Burası adeta bir haç merkezi olmuş durumda. Turistlerden
bir çoğu eski Noel baba heykelinin yerine, bu sene konan
yeni Noel Baba heykelini beğenmiyor, “Bizim dinimizle alay
mı ediyorsunuz, bu ne biçim Saint Nikolas” diye bile soran
oluyormuş. Ben de sordum çevrede görevli birine “Malum biliyorsun
burası Müslüman bir ülke bu heykeli daha uygun buldular,
eskisi müzenin bahçesinde duruyor görebilirsin” diye de
ekledi! Müzeye giriş geniş bir meydandan yapılıyor çevresinde
market, hediyelik eşya dükkânları, butikler, otobüs acentesi,
restoran türü dükkânlar, otopark ve park tarafından uzak
ara çevrilmiş.
Üç buruşuk portakalı sıkıp, bir dolardan satanlar, işporta
tezgahlar, Park ta ise iki tane süs heykeli var.
Bunlardan biri küçük bir kız elinde bir sepet, diğeri bir
ayı adam boyu onun da elinde bir küfe. İkisi de beyaz, parkta
duran bu figürlerin ellerinde tuttukları sepetlerine öteberi,
çöp atarlarmış.
Bakmışlar ki derin sepetlerden çöpleri çıkarmak zor oluyor,
boşaltmak için heykelleri her defasında tersine çevirmek
gerekiyor, zor iş, pratik bir çözüm bulmuşlar.

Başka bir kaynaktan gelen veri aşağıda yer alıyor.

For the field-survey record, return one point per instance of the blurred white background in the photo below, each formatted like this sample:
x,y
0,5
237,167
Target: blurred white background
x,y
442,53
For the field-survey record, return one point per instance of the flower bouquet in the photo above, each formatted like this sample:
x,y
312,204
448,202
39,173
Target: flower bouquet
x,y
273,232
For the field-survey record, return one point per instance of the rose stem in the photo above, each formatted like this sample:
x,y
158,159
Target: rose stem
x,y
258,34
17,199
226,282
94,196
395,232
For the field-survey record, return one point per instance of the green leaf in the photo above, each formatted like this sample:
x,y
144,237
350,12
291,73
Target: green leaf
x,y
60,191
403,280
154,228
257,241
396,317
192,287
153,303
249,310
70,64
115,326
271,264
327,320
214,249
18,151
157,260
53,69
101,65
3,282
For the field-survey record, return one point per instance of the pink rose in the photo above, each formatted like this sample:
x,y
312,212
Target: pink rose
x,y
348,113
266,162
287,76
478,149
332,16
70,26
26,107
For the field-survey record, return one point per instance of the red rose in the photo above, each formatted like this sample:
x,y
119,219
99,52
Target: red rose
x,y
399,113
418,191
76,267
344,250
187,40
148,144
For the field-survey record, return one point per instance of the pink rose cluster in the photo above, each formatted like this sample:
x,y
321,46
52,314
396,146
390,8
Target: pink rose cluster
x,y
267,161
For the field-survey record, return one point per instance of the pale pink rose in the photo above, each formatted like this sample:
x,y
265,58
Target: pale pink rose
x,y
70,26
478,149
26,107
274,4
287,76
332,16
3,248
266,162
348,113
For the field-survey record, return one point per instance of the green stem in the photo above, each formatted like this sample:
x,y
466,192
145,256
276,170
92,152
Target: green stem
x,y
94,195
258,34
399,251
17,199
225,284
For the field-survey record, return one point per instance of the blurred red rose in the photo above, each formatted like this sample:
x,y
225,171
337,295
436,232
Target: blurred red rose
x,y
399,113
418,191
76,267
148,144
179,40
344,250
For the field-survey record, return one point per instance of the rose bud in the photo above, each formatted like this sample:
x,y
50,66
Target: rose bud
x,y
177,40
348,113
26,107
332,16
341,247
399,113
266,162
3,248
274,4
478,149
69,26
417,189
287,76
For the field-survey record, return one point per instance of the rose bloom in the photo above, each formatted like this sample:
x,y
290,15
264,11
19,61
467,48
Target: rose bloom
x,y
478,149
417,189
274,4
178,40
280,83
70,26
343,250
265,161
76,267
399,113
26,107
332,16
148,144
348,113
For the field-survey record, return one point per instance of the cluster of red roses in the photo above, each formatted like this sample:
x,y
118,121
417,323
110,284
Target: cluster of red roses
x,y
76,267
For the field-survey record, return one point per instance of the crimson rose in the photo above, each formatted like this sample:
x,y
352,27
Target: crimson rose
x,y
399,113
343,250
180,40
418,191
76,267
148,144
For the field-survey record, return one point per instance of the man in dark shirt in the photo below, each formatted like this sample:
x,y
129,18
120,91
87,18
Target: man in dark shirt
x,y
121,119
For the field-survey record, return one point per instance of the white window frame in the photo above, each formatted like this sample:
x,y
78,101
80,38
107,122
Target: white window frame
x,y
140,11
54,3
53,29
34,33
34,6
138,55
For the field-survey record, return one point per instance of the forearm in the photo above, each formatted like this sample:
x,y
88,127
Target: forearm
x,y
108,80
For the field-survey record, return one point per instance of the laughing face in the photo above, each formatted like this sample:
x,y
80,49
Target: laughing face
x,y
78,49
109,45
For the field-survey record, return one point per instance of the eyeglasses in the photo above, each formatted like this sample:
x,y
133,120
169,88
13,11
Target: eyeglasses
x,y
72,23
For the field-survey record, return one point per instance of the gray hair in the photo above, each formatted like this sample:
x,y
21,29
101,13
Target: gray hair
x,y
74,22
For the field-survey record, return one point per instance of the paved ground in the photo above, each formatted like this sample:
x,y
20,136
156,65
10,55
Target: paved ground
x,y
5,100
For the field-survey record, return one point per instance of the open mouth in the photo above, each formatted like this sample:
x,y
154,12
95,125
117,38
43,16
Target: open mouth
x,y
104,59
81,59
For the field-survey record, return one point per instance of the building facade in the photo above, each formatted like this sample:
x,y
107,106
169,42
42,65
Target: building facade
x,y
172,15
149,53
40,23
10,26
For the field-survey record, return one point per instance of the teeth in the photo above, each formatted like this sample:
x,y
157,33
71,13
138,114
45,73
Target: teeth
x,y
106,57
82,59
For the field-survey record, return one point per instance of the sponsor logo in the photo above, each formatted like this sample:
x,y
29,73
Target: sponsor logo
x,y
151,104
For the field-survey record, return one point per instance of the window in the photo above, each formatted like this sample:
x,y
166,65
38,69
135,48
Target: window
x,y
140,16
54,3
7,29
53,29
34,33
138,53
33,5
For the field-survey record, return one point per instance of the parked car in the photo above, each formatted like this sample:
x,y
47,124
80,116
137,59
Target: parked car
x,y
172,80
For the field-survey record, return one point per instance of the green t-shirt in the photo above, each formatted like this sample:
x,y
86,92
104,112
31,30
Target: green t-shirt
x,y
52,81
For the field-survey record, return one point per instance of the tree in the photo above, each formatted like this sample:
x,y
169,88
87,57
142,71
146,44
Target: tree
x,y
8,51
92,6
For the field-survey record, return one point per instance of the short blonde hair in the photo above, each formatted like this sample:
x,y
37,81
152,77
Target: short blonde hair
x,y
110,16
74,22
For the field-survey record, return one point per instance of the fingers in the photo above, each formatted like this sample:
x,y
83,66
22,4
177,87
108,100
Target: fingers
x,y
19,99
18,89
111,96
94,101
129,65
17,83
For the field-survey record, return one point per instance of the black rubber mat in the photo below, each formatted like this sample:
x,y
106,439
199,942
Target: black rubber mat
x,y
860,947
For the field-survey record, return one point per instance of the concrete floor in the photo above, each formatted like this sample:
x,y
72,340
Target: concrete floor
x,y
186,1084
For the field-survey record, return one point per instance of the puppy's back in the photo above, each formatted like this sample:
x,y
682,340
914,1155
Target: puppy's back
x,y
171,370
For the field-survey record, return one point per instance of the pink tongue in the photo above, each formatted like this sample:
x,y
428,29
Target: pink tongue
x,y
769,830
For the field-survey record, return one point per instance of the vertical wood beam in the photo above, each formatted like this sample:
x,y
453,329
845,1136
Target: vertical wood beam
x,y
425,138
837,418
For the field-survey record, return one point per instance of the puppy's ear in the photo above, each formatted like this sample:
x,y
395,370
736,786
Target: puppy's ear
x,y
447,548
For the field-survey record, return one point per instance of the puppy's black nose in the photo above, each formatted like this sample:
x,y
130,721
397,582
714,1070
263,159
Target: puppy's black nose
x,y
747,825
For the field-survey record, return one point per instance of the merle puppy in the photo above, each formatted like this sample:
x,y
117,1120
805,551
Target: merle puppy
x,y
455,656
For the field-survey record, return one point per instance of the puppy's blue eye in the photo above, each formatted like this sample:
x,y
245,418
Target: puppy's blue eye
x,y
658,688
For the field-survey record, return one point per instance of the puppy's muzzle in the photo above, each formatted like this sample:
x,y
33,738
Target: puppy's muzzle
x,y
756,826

Şimdi lütfen dikkat buyurunuz. Her iki figürün sepet ve
küfesi içini harçla doldurup, beton atmışlar! Ağzına kadar
dolan sepet ve küfeye artık bir şey atmak, figürleri kaldırıp,
taşımak imkânı kalmamış. Biri de gelip harç yaşken ayının
betonlanmış küfesine kalp çizmiş.
Sırası gelmişken konuyla ilgili bir yorum da ben yapayım
istedim. Yetkililere akıl öğretmek gibi olacaksa varsın
olsun.
Milyonlarca Turist Gelsin İstermisiniz?
2007-8-9 iyi ya da kötü
bitti. Bana sorarsanız bu yıl da kaçtı! Neden?
Bu dünyada bir buçuk milyar Müslüman varsa, en az üç-dört
milyar Hıristiyan var mı? Var.
Her yıl Noel kutlarlar mı? Kutlarlar.
Noel Baba'ya inanırlar mı? Evet.
Pekiiii Noel Baba nerede yaşamış? Demre'de
Noel Baba'nın kilisesi nerede? Demre'de
Noel Baba'nın mezarı nerede? Demre'de
Noel Baba'nın kemikleri nerede sergileniyor? Antalya Arkeoloji
Müzesinde Noel Baba sempozyumları nerede yapılıyor? Demre'de
Bu yıl 2010'a girdik, yakında 2011'e girilecek Demre'de
bir iki sempozyum dışında ne gibi etkinlikler var? Koca
bir hiç.
Oysa bu sahip olduğumuz değerler, imkânlar Tanrıdan bize
bir lütuf.
Ne Yapılabilir şimdi de ona bir bakalım.
Öncelikle Gazipaşa'dan Kalkan'a dek Alanya, Lara, Antalya
Kaleiçi, Side, Manavgat, Beldibi, Kemer, Göynük, Tekirova,
Patara, Kaş, Simena, Kalkan Yılbaşında oteller boş değil
mi? Yatak kapasitesi on binlerce turisti ağırlayabilir mi?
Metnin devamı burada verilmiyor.